Avrupa’ya gelince yükselttikleri sınır duvarları ve tel örgüleri, bu insanların ülkelerine gelmemeleri için Türkiye hükümetine sağladıkları maddi desteklerle halen günü kurtarma derdinde. AB yetkilileri Suriyelilere sağlanan geçici korumadan Afganistanlıların da yararlanması için kesenin ağzını biraz daha açmaya gönüllü görünüyor.

Yüzlerce yol kilometreyi aşarak gelen Afganistanlıların bir bölümü, artık sonsuza dek Türkiye’de. Zorlu göç yolunda, açlıktan soğuktan, gölde boğularak ya da vurularak hayatını kaybeden bu kişilerin bir isimleri, mezarları başında dua edecek bir yakınları yok. Onlar, Van’daki ‘Mülteciler Mezarlığı’nda dinlenenler; ‘Afkan’lar..

Velhasıl, savaştan, şiddetten, yokluk ve yoksulluktan kaçmak için çoluk çocuk, ölümü göze alarak yollara düşenler, “düzensiz göç” kavramının sınırları içinde bir o duvara bir duvara çarparak, bütün insanlığın sınavı haline gelmiş durumda. Nasıl iklim krizine karşı bütün dünyanın bir araya gelme zorunluluğu varsa, iklime bağlı olsun olmasın, göçmen, sığınmacı ya da mülteci adına ne derseniz deyin, yokluktan, savaştan ve ölümden kaçan insanların önüne duvarlar dikerek, ırkçı, nefret saldırılarıyla yok etmeye çalışarak ya da bir ülkeden ötekine “deport ederek” sorun çözülmüyor.

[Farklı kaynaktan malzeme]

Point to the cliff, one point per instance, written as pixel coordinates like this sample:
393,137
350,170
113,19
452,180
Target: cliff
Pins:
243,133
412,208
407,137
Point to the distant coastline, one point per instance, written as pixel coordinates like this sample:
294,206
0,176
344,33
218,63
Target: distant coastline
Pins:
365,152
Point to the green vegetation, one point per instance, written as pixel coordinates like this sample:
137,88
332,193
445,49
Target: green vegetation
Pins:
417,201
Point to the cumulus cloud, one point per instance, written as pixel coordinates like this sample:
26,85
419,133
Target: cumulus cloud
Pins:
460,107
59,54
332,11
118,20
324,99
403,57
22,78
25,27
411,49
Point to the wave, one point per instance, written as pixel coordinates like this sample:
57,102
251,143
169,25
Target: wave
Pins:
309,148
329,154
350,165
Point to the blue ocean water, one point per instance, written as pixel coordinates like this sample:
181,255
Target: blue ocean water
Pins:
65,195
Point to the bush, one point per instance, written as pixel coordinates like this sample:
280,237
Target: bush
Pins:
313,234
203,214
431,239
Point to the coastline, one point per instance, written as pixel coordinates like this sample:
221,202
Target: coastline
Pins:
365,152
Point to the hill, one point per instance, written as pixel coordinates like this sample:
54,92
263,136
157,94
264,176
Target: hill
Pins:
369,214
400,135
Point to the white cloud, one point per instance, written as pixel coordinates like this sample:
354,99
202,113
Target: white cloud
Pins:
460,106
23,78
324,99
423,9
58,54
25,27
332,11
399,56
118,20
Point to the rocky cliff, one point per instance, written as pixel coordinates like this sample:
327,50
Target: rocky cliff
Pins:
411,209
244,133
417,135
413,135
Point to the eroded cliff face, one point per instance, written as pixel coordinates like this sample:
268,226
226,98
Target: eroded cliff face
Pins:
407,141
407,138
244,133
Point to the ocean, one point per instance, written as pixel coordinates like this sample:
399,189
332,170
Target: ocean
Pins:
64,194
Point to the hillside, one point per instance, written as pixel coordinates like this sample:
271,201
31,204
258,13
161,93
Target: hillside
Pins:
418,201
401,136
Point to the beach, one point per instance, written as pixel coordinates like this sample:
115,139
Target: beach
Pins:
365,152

Ya ülkelerinde kalacak koşulların oluşturulması için el birliğiyle o ülkelere ekonomik ve sosyal desteği sağlamak, demokrasisinin gelişmesine katkı yapmak veya gelene “parya” muamelesi yapmadan, insan gibi yaşama koşullarına ulaşmalarının önünü açmak gerekiyor.